[erlang-questions] ets vs list

Tue Sep 14 02:40:38 CEST 2010

On 13 September 2010 21:05, Morten Krogh <mk@REDACTED> wrote:
>
>> No, there are several other overheads. For instance, you must somehow
>> implement a hash table from immutable dynamically typed data structures,
>> whereas in ETS (in C), you can use mutable arrays. The dict module,
>> for example, uses a tree structure of tuples. Once you've located
>> the leaf tuple where the object is to reside, you have to create
>> a new copy of that tuple, which means you must also update (copy)
>> the parent tuple, etc.
>
> But it is to some extent self imposed that you want a functional data
> structure.
> You could have used the process dictionary for this or some foreign
> interface.
> Nowadays nif, but that was not available to you then.
>
> Why didn't you use the process dictionary? It is made for this situation.

The problem comes back to memory management and garbage collection. A
process heap is not collected incrementally but in one go. During that
time the cpu/core/thread running that process will stop. This is no
problem as most process heaps are not large and there is no noticeable
pause. Also the collector is optimised to keep these times down. It
has to be done in this way as there no other way to detect when terms
are free except by scanning the heap.*

In an ets table heap however, as you do explicit insert and delete,
collection takes part every time you do a delete so there are no long
pauses at all. This is irrespective of how big the ets table is, which
means is to possible to have LARGE tables without any pause times for
collection. But this also means that the data in an ets table cannot
exist in a normal process heap but must be separate from it. This is
why you get the copying of data between processes and ets tables. This
is why you have ets:match and ets:select which allow you to do more
checking of data in the ets pseudo-process before copying it over to a
process heap, which is a big win when scanning a table.
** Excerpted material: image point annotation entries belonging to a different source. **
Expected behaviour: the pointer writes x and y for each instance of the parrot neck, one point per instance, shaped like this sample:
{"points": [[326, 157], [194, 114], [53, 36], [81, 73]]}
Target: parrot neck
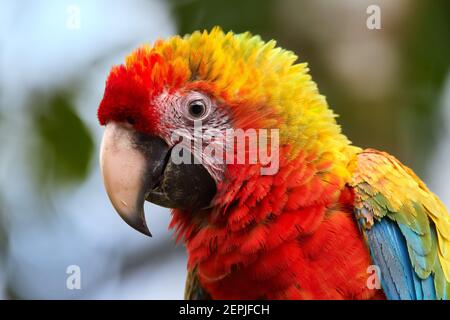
{"points": [[260, 225]]}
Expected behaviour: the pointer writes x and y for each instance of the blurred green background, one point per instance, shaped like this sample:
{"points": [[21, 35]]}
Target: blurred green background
{"points": [[390, 87]]}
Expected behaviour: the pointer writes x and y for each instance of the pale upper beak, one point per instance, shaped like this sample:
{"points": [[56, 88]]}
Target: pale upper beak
{"points": [[137, 167], [123, 168]]}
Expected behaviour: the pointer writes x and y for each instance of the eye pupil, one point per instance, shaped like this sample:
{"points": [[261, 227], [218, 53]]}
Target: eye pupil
{"points": [[196, 109], [130, 120]]}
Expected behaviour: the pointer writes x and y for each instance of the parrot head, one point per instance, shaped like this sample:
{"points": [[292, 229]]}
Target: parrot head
{"points": [[155, 101]]}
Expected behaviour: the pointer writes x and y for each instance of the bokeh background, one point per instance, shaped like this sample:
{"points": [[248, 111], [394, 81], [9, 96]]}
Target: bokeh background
{"points": [[391, 88]]}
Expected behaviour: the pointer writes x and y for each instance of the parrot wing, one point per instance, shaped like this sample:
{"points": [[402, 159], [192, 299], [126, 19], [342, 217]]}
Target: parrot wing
{"points": [[193, 289], [406, 227]]}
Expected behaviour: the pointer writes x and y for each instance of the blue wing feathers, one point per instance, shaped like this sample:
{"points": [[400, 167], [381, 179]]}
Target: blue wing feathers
{"points": [[389, 252]]}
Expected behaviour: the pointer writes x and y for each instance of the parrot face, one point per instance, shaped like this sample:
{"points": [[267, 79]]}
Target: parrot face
{"points": [[291, 234], [153, 103], [137, 165]]}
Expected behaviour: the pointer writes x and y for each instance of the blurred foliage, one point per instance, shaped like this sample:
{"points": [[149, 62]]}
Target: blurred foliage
{"points": [[237, 15], [63, 144], [426, 53]]}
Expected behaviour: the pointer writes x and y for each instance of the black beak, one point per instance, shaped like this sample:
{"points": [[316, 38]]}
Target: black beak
{"points": [[138, 167]]}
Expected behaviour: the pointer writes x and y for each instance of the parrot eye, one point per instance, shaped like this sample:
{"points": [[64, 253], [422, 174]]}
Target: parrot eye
{"points": [[198, 107]]}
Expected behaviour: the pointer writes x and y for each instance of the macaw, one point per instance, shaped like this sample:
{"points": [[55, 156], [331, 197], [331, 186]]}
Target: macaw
{"points": [[313, 229]]}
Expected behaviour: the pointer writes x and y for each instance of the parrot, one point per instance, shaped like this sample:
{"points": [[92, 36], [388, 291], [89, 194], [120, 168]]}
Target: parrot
{"points": [[331, 221]]}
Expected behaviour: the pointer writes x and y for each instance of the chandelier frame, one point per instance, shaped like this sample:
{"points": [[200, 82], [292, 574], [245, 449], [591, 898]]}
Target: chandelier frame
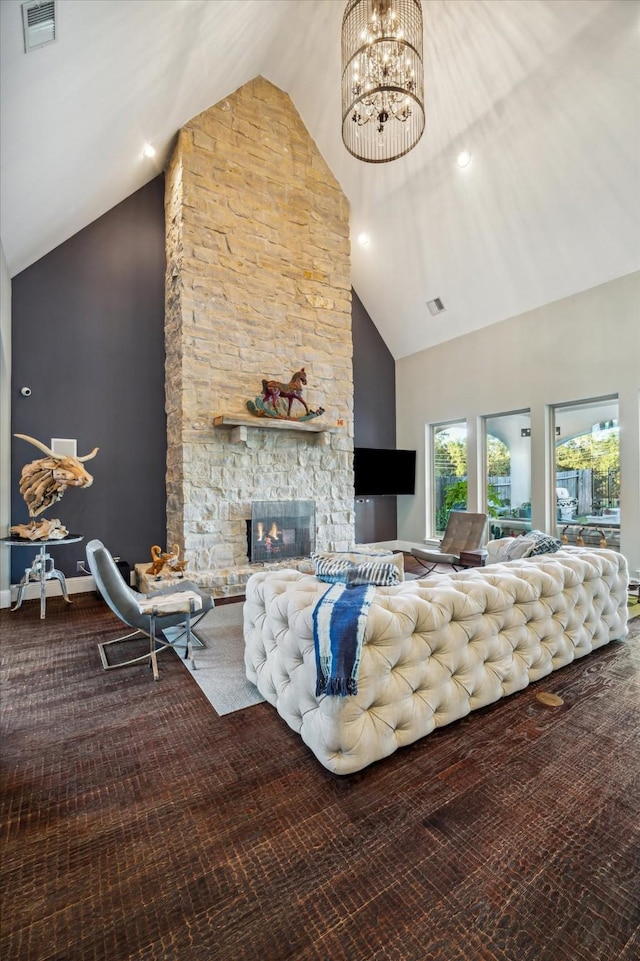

Now using the process dictionary would allow you to use the same
algorithms for managing the table itself as with ets tables but it
doesn't solve the big problem of where to store the actual data.
Either you keep it in the process heap (which is done today) but then
incur the all problems with having LARGE process heaps, or you keep it
in a separate heap but then incur all the problems with copying. In
either case there is not a clear benefit in using the process
dictionary.

You get the same problem if you were to try to use NIFs. Where do you
put the data? The process heap should only contain valid erlang terms
and does not support mutable data, which limits how much smarter you
can actually make it by not using plain erlang. Though you could
probably improve dict by adding some NIFs, definitely something to
consider for the future.

There is another point as well and that is that using the process
dictionary gives the code side effects and makes it non-functional.
Ah, you might say, but does not using ets do the same thing? Yes, but
ets tables behave as processes (and can be emulated using processes)
which confines all side effects to inter-process communication. Which
is a Good Thing. If this worries you is another thing but it is nice
to be able to follow the flow of state through your code as much as
possible.

As usual it all boils down to which trade-offs you are willing to
make. Ets tables and dict/gb_trees give you two different choices with
different properties.

Sorry this became a bit longer than I had originally intended.

Robert

* Yes, there are garbage collection algorithms that incrementally
collect data which would allow you to have LARGE process heaps without
incurring long pause for collection. These are, however, more complex
and costly and it is not clear how much you actually gain by using
them. Multi-core environments don't help either in this respect.